En revanche, ce n'est pas parce que quelqu'un va prendre un programme
X ou Y et l'appeler "PGP", ou bien va compiler le code-source "i" et diffuser
sa version personnalisée de PGP, qu'il faudra lui faire confiance
! c'est là le b.a.-ba de toute sécurité informatique.
Les versions commerciales US sont signées par la clef "NAI PGP
software release key" détenue par Will Price, responsable du
développement
de PGP chez NAI. Will Price est le créateur de CryptDisk pour Mac,
en 1995, c'est un promoteur de longue date de la cryptographie libre et
également un ami de Philip Zimmermann avec qui il travaillait chez
PGP Inc. avant de le suivre chez NAI. C'est lui qui contrôle en dernier
ressort les binaires.
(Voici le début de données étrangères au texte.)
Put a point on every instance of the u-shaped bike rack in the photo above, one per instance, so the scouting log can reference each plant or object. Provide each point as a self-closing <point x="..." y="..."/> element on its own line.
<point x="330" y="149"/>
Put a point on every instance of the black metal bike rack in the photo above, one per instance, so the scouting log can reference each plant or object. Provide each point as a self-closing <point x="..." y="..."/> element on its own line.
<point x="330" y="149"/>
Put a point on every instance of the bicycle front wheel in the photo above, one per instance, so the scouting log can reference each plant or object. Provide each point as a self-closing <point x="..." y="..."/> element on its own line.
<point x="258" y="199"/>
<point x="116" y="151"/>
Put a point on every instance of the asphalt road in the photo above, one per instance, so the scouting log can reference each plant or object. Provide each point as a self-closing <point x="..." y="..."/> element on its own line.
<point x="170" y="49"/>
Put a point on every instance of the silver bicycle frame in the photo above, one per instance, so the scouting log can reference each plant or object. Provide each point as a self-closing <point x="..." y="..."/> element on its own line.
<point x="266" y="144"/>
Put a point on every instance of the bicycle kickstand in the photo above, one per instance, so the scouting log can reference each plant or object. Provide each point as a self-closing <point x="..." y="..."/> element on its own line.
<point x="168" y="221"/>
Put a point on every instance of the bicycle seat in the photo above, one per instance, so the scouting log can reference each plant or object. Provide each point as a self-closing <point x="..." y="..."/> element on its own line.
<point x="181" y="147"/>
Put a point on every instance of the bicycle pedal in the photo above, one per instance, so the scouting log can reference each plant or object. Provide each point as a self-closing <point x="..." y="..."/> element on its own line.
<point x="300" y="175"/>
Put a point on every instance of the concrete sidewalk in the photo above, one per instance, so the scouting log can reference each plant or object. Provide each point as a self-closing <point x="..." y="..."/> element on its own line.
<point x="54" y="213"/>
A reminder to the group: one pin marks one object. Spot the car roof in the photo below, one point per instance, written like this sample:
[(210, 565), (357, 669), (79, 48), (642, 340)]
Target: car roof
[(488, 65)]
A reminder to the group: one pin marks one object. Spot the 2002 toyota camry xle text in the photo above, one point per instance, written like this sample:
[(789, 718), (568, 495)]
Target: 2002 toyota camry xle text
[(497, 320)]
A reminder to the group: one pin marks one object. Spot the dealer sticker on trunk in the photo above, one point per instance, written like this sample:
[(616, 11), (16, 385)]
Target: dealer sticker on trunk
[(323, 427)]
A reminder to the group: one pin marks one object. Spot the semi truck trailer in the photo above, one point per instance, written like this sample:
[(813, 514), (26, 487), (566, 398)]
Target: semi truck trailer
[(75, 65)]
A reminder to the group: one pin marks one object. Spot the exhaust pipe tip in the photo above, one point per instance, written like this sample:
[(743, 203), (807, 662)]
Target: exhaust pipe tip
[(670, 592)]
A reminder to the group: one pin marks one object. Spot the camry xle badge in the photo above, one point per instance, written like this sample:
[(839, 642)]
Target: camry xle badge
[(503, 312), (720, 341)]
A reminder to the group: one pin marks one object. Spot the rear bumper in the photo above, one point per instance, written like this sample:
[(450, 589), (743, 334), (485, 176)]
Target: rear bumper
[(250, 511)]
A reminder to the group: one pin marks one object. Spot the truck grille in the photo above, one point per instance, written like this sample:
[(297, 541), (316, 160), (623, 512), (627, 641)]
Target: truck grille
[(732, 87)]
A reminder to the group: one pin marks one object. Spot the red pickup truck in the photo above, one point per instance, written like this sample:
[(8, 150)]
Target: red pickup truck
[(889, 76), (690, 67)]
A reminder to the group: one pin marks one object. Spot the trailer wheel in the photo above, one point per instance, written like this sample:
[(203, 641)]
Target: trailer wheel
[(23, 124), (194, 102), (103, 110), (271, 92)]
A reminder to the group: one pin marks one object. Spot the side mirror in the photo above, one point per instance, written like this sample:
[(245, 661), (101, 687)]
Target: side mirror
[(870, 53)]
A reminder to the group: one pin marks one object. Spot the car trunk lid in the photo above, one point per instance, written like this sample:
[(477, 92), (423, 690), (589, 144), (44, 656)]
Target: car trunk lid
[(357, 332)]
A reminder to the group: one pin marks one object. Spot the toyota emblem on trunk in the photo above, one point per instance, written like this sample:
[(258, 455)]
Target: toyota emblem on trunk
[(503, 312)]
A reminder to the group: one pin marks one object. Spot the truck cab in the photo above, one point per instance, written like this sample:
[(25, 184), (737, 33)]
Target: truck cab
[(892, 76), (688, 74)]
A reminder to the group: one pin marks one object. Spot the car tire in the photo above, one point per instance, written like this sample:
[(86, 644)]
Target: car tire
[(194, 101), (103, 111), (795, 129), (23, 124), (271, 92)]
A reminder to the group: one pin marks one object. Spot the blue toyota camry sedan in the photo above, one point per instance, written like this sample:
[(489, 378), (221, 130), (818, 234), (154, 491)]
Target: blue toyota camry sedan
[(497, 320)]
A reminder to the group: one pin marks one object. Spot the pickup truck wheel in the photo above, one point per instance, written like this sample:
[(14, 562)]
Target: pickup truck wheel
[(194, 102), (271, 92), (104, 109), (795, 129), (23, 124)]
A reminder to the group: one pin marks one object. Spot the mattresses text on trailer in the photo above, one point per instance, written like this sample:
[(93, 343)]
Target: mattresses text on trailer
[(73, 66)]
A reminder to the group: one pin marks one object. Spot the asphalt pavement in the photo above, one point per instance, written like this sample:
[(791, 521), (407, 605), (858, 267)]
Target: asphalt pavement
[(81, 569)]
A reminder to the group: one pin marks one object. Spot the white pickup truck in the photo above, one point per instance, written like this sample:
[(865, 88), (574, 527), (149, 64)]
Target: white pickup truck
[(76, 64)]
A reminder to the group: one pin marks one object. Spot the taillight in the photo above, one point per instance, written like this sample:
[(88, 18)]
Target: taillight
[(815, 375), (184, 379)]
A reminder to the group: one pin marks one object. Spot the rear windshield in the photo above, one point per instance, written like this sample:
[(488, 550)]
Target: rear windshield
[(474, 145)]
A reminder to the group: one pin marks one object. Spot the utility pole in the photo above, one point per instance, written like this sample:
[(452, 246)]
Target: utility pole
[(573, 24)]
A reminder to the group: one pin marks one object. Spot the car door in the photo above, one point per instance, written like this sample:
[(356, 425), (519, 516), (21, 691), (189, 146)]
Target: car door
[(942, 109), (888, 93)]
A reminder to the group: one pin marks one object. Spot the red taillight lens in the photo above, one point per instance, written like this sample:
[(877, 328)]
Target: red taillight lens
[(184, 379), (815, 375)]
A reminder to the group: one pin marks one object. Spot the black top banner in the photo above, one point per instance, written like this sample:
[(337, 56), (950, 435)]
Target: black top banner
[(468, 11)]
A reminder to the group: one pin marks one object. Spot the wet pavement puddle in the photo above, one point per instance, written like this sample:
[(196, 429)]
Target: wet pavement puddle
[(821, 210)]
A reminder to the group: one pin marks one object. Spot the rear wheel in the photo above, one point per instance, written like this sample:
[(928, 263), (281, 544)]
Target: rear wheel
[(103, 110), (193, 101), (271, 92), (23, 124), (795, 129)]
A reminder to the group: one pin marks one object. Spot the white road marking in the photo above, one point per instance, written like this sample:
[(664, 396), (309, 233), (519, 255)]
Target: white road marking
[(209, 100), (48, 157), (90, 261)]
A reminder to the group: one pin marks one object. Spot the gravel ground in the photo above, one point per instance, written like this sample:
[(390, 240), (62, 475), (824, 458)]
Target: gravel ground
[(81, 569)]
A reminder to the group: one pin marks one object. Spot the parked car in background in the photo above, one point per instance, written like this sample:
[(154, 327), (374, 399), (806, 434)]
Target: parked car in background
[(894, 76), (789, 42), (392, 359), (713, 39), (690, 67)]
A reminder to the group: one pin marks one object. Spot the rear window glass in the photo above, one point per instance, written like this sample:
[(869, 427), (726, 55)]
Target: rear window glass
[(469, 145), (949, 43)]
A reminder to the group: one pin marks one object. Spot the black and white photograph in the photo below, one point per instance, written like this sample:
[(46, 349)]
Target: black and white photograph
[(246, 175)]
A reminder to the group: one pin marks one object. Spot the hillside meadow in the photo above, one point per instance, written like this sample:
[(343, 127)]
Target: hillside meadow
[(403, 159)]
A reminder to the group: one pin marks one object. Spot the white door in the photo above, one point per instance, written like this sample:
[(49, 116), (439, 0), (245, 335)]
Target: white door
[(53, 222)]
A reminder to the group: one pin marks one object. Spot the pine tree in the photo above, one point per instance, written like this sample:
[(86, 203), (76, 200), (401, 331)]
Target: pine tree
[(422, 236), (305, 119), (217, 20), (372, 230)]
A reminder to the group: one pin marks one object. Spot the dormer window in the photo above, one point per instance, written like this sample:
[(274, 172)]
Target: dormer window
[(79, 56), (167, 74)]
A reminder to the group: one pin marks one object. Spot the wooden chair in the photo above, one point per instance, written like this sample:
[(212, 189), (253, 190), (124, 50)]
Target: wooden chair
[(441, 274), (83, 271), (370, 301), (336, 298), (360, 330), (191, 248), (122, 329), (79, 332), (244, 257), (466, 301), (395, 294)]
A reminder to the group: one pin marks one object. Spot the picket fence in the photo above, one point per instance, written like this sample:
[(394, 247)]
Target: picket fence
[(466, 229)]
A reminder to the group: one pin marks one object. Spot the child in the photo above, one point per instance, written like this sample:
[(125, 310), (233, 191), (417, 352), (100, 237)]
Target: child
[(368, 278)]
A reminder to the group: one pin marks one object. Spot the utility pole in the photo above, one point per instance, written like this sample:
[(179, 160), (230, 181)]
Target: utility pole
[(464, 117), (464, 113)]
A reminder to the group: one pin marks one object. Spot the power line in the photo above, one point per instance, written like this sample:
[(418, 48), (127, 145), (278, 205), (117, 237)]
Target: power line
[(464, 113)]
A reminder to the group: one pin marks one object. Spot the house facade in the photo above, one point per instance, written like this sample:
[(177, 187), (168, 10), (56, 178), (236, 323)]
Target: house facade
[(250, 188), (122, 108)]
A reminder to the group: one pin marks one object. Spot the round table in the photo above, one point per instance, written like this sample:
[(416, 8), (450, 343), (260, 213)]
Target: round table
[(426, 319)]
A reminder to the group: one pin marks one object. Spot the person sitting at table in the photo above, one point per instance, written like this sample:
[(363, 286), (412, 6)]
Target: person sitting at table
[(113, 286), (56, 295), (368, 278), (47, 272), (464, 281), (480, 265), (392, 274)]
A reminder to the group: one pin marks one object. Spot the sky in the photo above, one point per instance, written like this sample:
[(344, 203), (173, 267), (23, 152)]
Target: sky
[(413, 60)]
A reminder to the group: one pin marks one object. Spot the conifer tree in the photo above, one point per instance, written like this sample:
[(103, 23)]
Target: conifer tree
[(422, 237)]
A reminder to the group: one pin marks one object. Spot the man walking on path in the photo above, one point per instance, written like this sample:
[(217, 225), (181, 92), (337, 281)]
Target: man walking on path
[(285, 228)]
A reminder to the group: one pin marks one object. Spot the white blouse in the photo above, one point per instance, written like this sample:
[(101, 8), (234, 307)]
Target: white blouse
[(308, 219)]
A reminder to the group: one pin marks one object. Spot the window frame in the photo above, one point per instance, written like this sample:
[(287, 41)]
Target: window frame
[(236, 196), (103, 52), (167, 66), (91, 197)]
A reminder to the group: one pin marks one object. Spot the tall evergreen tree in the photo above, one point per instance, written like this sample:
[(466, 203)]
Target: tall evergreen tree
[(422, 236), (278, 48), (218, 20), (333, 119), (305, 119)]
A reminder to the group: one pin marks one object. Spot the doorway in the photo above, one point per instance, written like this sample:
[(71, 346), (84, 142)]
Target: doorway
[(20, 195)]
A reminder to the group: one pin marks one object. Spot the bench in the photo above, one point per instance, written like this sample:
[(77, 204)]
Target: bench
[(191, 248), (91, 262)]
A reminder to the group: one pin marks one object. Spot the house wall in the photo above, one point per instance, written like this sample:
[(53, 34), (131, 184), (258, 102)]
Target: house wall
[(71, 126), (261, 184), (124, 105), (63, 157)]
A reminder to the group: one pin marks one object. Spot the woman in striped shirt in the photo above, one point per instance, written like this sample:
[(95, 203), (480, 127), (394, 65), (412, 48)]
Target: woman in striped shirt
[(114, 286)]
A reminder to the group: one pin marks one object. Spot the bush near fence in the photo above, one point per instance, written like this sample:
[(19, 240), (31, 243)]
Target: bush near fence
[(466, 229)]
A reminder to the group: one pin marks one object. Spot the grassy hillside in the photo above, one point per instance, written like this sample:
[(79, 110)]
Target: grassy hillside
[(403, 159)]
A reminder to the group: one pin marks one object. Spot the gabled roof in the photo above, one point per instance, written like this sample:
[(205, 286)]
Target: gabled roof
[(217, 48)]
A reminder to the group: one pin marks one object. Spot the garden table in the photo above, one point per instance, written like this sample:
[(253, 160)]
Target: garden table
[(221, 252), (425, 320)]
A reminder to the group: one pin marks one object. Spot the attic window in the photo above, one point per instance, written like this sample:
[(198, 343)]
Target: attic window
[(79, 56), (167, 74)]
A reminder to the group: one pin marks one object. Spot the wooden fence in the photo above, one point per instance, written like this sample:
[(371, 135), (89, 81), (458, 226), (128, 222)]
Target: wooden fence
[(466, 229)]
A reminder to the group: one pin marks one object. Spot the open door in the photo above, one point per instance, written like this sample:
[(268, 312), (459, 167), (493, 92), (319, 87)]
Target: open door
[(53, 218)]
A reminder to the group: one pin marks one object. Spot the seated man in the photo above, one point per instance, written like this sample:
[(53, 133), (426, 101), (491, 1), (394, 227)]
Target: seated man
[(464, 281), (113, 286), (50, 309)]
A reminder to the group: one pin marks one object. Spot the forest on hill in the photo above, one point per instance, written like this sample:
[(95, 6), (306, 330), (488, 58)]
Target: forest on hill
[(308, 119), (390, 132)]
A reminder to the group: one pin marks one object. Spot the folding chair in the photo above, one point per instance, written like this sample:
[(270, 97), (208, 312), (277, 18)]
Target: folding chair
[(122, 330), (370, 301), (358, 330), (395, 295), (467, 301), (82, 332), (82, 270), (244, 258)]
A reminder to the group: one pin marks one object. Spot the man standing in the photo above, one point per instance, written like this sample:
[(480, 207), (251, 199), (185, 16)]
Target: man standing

Dire que les versions commerciales US de PGP sont
piégées, c'est mettre en cause Will Price alors que rien
ne justifie un tel soupçon.
Les versions freeware US sont signées par la même clef.
Les versions freeware "internationales" ou "fr" sont fournies avec leur
code-source, que tout le monde peut examiner et
compiler
pour obtenir son propre binaire. Elles sont signées par Stale Schumacher
ou Fabien Petitcolas, qui sont des programmeurs connus de longue date et
estimés pour leur combat en faveur de la cryptographie libre.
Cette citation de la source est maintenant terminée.